Problems begin when an infection recurs but does not register on the very basic ‘dipstick’ test used by GPs to detect bacteria in urine samples. 

Most GPs use dipsticks carrying reactive agents on a strip of paper, which change colour if there are compounds linked to bacterial activity in the sample.

Doctors can either prescribe antibiotics or send off the urine sample for further testing.

James Malone-Lee, an emeritus professor of medicine at University College London and a leading expert on the condition, says many bacterial infections in urine disappear before a sample gets to a laboratory.

‘Looking at the sample straightaway down a microscope is the simplest and best way to diagnose infection,’ he says.

‘Often the samples have been left out at room temperature and have gone off before they are tested, or they might take two or three days to get to the lab so they’re pretty useless anyway.

‘People with chronic or repeated infection are not being diagnosed or given the much longer-term antibiotics they need.’

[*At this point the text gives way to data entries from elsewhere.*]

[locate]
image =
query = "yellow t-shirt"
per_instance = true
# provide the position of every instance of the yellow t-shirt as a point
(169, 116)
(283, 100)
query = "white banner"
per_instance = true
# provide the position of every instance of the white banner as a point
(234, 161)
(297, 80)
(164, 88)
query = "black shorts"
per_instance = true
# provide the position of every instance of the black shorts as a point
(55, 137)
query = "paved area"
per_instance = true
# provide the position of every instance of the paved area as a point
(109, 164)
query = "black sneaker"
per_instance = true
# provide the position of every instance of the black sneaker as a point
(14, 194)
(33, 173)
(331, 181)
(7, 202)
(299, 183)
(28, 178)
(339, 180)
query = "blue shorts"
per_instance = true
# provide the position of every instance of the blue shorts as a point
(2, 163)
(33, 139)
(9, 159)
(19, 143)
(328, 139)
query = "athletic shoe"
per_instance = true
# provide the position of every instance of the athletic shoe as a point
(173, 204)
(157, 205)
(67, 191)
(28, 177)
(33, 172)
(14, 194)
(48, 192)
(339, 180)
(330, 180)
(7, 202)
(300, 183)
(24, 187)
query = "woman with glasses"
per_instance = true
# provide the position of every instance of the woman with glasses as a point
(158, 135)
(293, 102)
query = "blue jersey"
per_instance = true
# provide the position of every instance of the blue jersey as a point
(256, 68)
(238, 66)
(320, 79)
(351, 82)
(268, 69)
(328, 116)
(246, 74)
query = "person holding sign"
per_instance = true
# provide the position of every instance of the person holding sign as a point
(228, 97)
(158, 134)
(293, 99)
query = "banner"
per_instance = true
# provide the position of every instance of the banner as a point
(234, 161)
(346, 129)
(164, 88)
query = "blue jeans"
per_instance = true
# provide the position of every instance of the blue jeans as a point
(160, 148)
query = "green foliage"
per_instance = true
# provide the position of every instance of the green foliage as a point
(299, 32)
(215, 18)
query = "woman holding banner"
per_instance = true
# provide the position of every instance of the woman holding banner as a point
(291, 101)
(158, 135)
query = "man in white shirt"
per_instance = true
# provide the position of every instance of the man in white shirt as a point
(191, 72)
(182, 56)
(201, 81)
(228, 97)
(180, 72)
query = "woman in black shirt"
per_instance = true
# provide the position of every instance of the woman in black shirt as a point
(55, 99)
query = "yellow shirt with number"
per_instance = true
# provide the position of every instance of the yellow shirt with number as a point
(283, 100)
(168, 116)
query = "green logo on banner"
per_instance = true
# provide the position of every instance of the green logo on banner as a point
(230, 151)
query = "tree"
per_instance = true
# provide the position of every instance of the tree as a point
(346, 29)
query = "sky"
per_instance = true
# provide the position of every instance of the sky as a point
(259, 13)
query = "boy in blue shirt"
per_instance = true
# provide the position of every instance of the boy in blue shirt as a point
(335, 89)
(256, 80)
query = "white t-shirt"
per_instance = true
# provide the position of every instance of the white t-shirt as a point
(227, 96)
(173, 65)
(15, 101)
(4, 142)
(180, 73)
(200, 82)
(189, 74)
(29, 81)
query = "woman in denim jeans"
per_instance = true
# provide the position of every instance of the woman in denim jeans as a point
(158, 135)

The push is on to find better tests. One being developed by the University of Bath uses a smartphone camera to diagnose infections. Experts, however, say much still needs to be done.

Ased Ali, a consultant urologist at Mid Yorkshire Hospitals NHS Trust in Wakefield and a medical consultant to charity Bladder Health UK, says: ‘I am seeing more than double the number of patients with UTIs than I saw a decade ago. We need new ways of managing the problem and new guidance for GPs on how to do that.’